Location: Plant Gene Expression Center
2023 Annual Report
Objectives
The long-term goal of our research is to identify genes that regulate plant architecture in maize. We recently positionally cloned four genes that were defined by mutant phenotype. The phenotypes affect multiple aspects of architecture including leaf shape, internode length, tassel branching and sex determination. The phenotypes vary depending on inbred background. Of the four genes, one encodes a plasma membrane bound protein, one encodes a kinase, a third encodes an enzyme and the fourth is a conserved gene of unknown function. In order to connect their interesting phenotypes to mechanism we are identifying interacting partners, carrying out RNAseq and conducting metabolomic analysis. The work will increase our dataset from four genes to entire pathways. We will then combine knowledge of these pathways to transcription factor targets that are being developed in collaboration with others. This combined information will provide a network of connectivity that could be useful for breeding. For example, if we hope to change leaf angle, we can ask which genes appear to function solely in leaf angle and not also in leaf width or tassel branching. If we are selecting for improved abiotic stress, we can examine our network and see what genes are likely to have large or small effects.

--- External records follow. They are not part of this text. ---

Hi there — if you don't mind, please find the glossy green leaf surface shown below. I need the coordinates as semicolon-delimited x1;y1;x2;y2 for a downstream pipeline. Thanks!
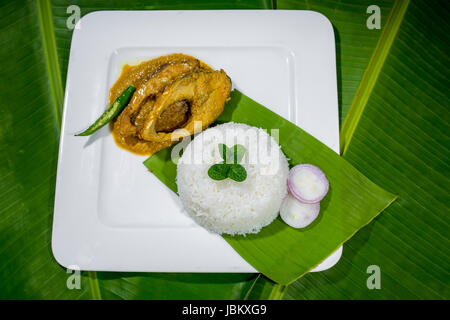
0;0;450;299
0;1;270;299
284;1;450;299
144;90;396;285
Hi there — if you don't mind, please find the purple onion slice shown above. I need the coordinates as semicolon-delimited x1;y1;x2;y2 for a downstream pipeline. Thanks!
280;194;320;228
287;164;329;204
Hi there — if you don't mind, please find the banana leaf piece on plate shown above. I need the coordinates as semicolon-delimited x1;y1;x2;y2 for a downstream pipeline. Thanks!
144;90;397;284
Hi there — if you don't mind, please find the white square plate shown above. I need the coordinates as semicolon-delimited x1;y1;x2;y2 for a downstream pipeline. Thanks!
52;10;342;272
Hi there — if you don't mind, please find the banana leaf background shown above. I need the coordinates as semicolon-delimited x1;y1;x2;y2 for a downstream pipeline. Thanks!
0;0;450;299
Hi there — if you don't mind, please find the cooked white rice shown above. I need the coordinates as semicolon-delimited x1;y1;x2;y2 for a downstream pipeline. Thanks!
177;122;289;235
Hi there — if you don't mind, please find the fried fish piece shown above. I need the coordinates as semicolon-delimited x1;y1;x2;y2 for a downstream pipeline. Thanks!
140;70;231;142
109;53;231;155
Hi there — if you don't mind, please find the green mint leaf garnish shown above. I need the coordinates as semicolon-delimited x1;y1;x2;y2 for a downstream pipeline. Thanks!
208;143;247;182
228;164;247;182
208;163;230;180
219;143;233;163
233;144;246;164
219;143;246;164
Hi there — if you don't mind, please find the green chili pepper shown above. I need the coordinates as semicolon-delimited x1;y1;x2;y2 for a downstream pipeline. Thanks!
76;86;136;136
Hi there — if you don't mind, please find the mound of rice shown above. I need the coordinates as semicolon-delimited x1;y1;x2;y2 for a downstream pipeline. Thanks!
177;122;289;235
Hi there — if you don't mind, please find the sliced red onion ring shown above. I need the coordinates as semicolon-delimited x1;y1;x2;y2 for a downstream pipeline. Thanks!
287;164;329;203
280;194;320;228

Objective 1: Dissect gene networks that regulate leaf architecture and internode elongation in maize to provide targets for breeding more productive maize.
Subobjective 1A. Identify proteins that interact with NOD (NARROW ODD DWARF) and confirm the interaction, in vivo and in vitro.

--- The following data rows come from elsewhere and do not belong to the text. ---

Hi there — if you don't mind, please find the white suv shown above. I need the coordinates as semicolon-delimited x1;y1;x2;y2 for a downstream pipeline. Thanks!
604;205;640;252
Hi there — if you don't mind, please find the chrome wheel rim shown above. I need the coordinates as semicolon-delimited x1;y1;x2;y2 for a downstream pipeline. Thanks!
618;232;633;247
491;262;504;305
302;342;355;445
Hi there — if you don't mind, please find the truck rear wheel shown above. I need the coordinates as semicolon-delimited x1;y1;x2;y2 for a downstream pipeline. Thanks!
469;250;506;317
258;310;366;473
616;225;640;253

Subobjective 1B. Identify proteins that are phosphorylated by LGN and carry out transcriptome analysis.
Subobjective 1C. Map modifiers of nod that are responsible for the inbred differences.
Objective 2: Characterize genes that regulate tassel branching and sex determination in maize for higher yields.

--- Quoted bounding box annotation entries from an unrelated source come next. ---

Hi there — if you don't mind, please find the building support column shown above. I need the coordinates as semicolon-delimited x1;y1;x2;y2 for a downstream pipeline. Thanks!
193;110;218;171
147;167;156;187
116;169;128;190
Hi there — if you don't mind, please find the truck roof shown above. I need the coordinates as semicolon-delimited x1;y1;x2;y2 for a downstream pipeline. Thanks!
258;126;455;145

Subobjective 2A. Prove identity of Tasselseed5 (Ts5) gene by obtaining a revertant allele and by overexpressing the gene.
Subobjective 2B. Map the modifiers that differentiate Ts5 in Mo17 compared to B73.
Subobjective 2C. Obtain additional feminized upright narrow (fun) alleles and carry out RNAseq analysis.
Objective 3: Determine coordinated and independent pathways that regulate leaf, inflorescence, and internode development in maize for enhanced productivity.
Approach
For Objective 1, we hypothesize that NARROW ODD DWARF (NOD), a plasma membrane localized protein known to function in calcium signaling, is an essential protein in plants with a role in development and immunity. We are using proteomics to identify interacting partners and testing these interactions with biochemical and genetic experiments. We also hypothesize that LIGULELESS NARROW (LGN) is critical, given the severe mutant phenotype when it is not able to phosphorylate other proteins. We will determine the targets of this kinase and determine how and when it interacts with NOD. We have antibodies to both of these proteins that function in westerns and in Co-immunoprecipitation. Both NOD and LGN mutants are distinct in different inbreds. We mapped a modifier to LGN and plan to identify the modifiers for NOD. We hypothesize that there are distinct loci responsible for the ligule defects and other loci responsible for the auto-immunity defects. The modifiers will be identified using genotyping by sequencing (GBS) methods. We also have the possibility of mapping the modifiers by crossing to recombinant inbred lines in the GBS method doesn’t work.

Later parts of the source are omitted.